The 1950s were full of crazy airplane production ideas of the eastern and western bloc.
They wanted to produce aircraft that did not require long runway distances and could take off and land vertically. French companies Dassault and Snecma were seriously investing in different aircraft design concepts.
This company, now known as Safran, formerly Snecma, was in favor of using a turbojet engine, not a propeller turboprop like other countries (for example, the USA) that had the idea of producing an airplane capable of vertical landing and take-off.
Turning these thoughts into action, Snecma tested the turbojet engine they developed for vertical landing and take-off aircraft design in 1958, and in the first test, it could take off for 800 meters without any external power support.
After the test was successful, the design of the aircraft started.

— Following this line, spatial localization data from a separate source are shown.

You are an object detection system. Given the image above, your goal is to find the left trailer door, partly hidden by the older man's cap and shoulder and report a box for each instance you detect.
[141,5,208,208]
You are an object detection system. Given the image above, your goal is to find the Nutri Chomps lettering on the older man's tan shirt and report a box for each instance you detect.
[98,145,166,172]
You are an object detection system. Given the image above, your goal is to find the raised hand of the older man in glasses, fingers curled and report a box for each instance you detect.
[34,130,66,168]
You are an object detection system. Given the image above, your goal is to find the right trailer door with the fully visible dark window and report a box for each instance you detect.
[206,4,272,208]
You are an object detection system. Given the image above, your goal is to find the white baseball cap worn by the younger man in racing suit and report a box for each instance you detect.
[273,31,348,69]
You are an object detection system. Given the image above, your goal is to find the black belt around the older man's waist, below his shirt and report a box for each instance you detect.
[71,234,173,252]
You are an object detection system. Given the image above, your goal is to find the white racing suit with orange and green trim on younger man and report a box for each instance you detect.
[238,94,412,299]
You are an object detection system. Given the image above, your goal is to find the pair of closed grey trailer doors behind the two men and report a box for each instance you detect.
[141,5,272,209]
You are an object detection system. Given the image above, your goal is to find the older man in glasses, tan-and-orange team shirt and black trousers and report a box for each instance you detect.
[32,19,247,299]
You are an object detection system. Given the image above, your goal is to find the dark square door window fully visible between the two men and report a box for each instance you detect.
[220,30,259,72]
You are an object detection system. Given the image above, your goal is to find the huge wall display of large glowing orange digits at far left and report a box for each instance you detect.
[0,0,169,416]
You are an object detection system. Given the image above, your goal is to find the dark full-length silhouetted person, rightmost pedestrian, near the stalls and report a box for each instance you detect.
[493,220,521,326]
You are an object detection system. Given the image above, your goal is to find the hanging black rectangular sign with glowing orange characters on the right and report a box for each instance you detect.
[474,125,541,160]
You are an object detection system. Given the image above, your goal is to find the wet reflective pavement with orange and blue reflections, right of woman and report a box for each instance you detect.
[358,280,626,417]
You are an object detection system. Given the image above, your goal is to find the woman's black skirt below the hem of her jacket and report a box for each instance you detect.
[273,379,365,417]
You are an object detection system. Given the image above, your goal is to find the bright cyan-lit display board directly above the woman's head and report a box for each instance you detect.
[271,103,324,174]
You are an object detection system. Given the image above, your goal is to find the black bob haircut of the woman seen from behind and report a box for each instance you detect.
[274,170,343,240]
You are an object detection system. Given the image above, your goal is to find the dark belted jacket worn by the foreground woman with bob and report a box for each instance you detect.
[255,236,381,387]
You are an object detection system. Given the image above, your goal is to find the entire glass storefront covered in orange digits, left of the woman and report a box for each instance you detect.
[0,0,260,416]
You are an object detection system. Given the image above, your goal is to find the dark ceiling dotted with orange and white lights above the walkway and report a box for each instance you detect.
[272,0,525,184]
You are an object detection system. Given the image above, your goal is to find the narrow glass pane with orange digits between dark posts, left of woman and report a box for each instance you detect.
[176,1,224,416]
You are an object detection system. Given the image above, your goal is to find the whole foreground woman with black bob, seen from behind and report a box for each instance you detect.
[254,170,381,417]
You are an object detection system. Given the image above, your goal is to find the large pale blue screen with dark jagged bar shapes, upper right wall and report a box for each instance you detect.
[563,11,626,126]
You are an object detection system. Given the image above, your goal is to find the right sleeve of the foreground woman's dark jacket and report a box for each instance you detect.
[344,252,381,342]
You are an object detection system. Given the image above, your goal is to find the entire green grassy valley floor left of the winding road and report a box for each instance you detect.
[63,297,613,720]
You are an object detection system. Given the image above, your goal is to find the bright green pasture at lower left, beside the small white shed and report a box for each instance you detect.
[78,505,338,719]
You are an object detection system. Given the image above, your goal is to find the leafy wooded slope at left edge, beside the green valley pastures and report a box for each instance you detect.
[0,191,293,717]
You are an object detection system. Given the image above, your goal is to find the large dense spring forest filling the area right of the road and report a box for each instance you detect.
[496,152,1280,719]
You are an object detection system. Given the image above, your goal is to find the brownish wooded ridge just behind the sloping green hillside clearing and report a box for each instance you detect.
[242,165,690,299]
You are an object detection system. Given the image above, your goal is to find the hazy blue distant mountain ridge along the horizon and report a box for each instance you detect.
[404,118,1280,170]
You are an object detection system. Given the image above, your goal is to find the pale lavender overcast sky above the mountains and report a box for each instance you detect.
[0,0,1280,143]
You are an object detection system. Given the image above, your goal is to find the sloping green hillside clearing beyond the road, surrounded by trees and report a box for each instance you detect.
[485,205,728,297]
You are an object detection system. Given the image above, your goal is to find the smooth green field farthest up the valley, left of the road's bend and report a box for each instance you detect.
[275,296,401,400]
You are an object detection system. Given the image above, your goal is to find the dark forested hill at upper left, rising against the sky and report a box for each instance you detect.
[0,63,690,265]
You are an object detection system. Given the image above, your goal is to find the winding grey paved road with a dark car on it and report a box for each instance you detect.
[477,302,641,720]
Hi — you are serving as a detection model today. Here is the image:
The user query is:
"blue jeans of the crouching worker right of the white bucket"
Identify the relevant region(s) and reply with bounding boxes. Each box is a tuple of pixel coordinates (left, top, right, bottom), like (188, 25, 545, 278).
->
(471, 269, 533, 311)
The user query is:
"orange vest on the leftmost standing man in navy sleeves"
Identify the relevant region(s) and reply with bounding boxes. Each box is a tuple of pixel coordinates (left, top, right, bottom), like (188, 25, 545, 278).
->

This turbojet engine, called ‘’Atar Volant’’, which managed to land and take off vertically, had serious stability problems during landing and take-off, and the designers decided that the design of the aircraft could not be a classical winged design.
Because they saw it quite risky. In this direction, it was decided to implement a design named “ring wing” contrary to the classical wing structure we know. In 1959, the first C-450 prototype with a Atar Volant engine started flight tests.
There was a worry about the flight of this very different design. In this unusual ring wing design, there were four vanes between the fuselage and the wing.
These vanes did not provide any lift, but they were responsible for moving the aircraft on axes and fixing the ring. In the first tests, this aircraft which could take off with a weight of 3000 kg, flew 100-200 meters and started to show hope, but it had some problems in flight controls and these problems caused the end of the design work.
In the 9th flight test of the Coleoptere, it was aimed to make it fly to a horizontal position with the control surfaces after taking off vertically, fly for a while like a normal airplane, and then return to the vertical position from the horizontal position and make a vertical landing.
The plane was successful until the normal flight phase but as soon as it started landing, the control surfaces started to get serious malfunctions. The plane stalled and crashed quickly. As a result, Snecma firm stopped investing in the production of the aircraft.
This aircraft did not allow time to tolerate a possible engine failure, compared to the classical winged aircraft.
Even if the engine fails in normal wing aircraft, it is possible to ensure a safe landing or engine restart thanks to the lift force on the wings.
In the ring wing structures, when the engine stops, the lift force also disappears and a sudden stall occurs. This was the biggest reason the design failed.
Technical Characteristics Of The Aircraft:
WINGS – Annular wing of light alloy construction, comprising two skins and internal structure. Chord 3.0m.
FUSELAGE – Conventional light alloy structure. Retractable fore-planes on nose.
TAIL UNIT – Cruciform fins and rudders of light alloy construction, mounted on trailing-edge of wing, to provide directional control in all axes.
LANDING GEAR – Four oleo-pneumatic legs mounted on trailing-edge of wing. Small castering wheels with rubber tyres. Wheel track 2.95m.
POWER PLANT – One SNECMA Atar 101E.V turbojet (3,700kg of thrust) mounted aft of cockpit in fuselage. Integral fuel tanks with total capacity of 700kg of fuel.